Ireland's DPC Takes Major Step in Data Privacy Regulation, Targeting WhatsApp
Ireland's Data Protection Commission (DPC) has taken a significant step in regulating data privacy by sending a draft decision to other EU authorities for review. This move involves WhatsApp's data sharing practices and could set a precedent for transparency in the industry.
The DPC's draft decision centres around WhatsApp's compliance with Articles 12-14 of the GDPR, which govern transparency in data processing. This is only the second such cross-border GDPR case where the DPC has issued a draft decision.
WhatsApp, in response to criticism, has postponed its new data privacy policy by three months. Users will not face account loss on February 8, providing more time for review and acceptance of the updated terms. Meanwhile, a 2018 case regarding data transfer transparency between Facebook and WhatsApp is nearing a final decision, which is expected to establish a standard for WhatsApp's transparency.
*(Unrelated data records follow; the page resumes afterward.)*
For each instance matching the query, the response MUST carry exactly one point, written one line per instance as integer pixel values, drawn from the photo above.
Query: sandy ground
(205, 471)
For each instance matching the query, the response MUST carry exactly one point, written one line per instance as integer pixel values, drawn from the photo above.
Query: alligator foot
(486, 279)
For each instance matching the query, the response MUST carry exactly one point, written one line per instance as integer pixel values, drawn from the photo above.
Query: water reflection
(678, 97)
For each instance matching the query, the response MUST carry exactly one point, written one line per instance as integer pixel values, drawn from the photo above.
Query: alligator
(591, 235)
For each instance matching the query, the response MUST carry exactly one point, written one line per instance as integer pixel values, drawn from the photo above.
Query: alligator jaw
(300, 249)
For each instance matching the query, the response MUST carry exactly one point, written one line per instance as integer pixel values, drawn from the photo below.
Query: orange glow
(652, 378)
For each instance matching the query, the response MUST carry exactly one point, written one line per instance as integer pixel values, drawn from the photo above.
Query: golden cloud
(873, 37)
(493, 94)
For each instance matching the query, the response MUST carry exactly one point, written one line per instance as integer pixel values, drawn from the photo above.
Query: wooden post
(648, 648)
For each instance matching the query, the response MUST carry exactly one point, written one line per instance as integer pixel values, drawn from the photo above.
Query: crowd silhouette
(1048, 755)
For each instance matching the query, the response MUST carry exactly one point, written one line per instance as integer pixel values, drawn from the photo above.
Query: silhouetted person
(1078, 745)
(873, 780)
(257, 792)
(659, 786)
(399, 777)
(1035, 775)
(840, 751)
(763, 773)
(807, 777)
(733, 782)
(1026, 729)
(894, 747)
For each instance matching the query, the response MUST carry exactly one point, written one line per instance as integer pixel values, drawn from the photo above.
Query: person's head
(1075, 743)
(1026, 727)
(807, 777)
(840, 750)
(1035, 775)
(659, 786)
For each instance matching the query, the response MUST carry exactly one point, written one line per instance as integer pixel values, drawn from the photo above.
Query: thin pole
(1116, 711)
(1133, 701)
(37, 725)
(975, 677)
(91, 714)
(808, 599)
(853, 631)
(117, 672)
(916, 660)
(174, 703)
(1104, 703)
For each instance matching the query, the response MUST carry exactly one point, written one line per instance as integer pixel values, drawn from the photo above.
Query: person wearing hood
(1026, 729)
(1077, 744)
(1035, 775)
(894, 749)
The DPC previously fined Twitter 450,000 euros in December 2021 for a GDPR breach, demonstrating its commitment to enforcing data protection regulations.
The DPC's draft decision on WhatsApp's data sharing practices marks a crucial step in ensuring transparency and protecting user data. As the final decision in the 2018 case approaches, it is expected to set a standard for WhatsApp's data transfer transparency, potentially influencing the wider tech industry.